Wearily, he realized that he probably ought to take her under his wing. If she carried on behaving this way, no one else would.

He cued his musibot to play some Bach. Pure Bach, not a melding with another composer, was what he desired right now. The fifth Brandenburg Concerto was exactly what was needed to soothe him.

#

"We have it!" yelled Strider ten days later. The amalgamate fibre linking the eighth of the eight tugs to the Santa Maria had attained full tension. "Yahey!"

"Are you reporting that we have achieved A-73 status, Captain Strider?" said Dulac in her temporary commlink. He sounded amused.

"Aw, come on, Alphonse, you know what I'm talking about."

"I was joking, Leonie," he said. Over the past year the two hadn't become friends, but, as with O'Sondheim, their working relationship was more or less OK. "Congratulations on a successful manoeuvre."

It would be another couple of hours before the tugs started pulling the Santa Maria clear of Phobos. First it was essential that the amalgamate fibers be fully tested; later on, during the slow trip to Jupiter, it wouldn't matter too much if one of them broke, but there could be a disaster if one did so in the first few minutes.

Even the tugs represented something of an achievement for human technology. Their on-board puters would have to make thousands of tiny alterations of trajectory over the next two years as they hauled the spinning Santa Maria to the big gas planet. If one of the puters crashed the other seven would have to compensate immediately; if a second one went down there were going to be difficulties. Those puters were probably a lot more sophisticated than Pinocchio.

"We have some spare time," said Danny O'Sondheim, by her side.

"You can stand down now if you wish to, First Officer," said Strider, her eyes flicking between the viewscreen directly in front of her, on which the tugs and the filaments showed up clearly, and the broad vista of the view-window above it, where they didn't. What the window did show was an amazing panoply of stars. More than anything—more, even, than her final shuttle-trip up from Mars to Phobos—this view persuaded Strider that she really was on her way to Tau Ceti II. Some of the stars she recognized—Aldebaran was winking in its angry orange way off to one side, and Sirius was a bright white flame almost directly ahead—but they were in the minority. On a clear night on Earth you could see several thousand stars, and the classical constellations were reasonably easily distinguishable. On a clear night on Mars you could see tens of thousands of other stars, and it was twice as difficult to pick out the constellations. On Phobos, the heaven was a blaze of stars, most of them faint but together adding up to form curtains of light in which the bright stars of the constellations were almost lost.

"We could both stand down," said O'Sondheim, getting up. "There's nothing for us to do for a while. The Main Computer will monitor the situation as well as we can. Better."

"Don't you think this is exciting?" said Strider, unable to take her gaze away from screen and window and screen and window and screen and . . .

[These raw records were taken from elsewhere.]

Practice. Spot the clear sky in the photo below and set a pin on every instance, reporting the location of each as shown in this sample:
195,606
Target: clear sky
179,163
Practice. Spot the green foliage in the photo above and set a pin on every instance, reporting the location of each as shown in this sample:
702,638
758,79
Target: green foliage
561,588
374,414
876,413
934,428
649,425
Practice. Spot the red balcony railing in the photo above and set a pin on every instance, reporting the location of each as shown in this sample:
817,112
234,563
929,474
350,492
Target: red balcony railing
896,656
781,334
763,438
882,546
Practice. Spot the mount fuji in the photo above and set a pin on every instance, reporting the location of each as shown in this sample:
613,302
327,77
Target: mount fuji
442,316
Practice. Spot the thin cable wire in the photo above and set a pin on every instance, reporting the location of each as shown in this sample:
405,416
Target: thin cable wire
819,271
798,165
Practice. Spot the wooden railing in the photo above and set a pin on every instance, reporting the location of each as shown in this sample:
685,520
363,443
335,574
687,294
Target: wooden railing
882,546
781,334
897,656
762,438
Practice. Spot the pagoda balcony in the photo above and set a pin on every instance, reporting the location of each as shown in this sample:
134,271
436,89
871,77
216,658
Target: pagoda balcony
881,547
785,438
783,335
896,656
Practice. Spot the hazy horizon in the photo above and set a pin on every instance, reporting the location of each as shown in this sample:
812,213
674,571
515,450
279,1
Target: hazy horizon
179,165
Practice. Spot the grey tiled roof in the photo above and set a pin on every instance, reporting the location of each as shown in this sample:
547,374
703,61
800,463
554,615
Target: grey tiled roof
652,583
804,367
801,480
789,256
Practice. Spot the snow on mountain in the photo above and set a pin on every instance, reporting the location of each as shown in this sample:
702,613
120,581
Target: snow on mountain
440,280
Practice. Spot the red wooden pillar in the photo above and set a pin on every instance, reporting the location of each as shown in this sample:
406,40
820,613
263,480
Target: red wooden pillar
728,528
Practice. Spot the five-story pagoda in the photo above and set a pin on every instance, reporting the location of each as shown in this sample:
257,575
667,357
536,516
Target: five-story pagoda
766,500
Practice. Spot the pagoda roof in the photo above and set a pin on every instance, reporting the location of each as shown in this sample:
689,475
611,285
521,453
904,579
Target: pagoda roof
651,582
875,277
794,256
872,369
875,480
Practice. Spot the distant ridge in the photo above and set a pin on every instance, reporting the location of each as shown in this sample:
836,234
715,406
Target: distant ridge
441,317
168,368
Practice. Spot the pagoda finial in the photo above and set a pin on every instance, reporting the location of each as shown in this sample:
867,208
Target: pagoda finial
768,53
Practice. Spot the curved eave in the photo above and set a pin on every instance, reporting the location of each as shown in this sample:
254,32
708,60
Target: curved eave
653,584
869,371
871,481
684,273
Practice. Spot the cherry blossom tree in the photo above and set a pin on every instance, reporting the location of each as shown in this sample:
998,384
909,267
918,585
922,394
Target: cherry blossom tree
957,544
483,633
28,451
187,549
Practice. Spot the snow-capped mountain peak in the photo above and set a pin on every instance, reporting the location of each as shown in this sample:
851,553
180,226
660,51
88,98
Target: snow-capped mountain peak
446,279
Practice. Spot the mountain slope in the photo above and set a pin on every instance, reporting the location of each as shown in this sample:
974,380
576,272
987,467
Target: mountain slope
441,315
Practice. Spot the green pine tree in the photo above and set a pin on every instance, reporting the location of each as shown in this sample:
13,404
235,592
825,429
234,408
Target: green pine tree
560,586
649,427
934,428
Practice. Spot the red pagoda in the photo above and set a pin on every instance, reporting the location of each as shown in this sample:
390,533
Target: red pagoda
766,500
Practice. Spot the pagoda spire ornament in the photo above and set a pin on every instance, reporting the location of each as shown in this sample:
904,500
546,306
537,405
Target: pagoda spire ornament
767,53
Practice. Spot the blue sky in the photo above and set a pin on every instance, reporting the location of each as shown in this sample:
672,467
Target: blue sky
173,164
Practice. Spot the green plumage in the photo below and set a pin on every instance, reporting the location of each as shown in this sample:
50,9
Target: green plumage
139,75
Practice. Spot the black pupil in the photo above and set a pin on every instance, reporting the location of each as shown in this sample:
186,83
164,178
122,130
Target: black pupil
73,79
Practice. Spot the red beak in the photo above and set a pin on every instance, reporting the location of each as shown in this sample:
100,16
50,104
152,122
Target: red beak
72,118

"Yes, of course it is," said O'Sondheim. "But we'll need all our wits about us when the tugs start the Santa Maria moving. Much better if we had a few hours of rest and recreation until we're required here again."

Now Strider did look up at him.

"Are you suggesting what I think you're suggesting?" she said.

"It depends on what you think I'm suggesting," said O'Sondheim.

"Oh, right," said Strider, returning her attention to the starfields. "You want to fetch me a sandwich. Yes, please."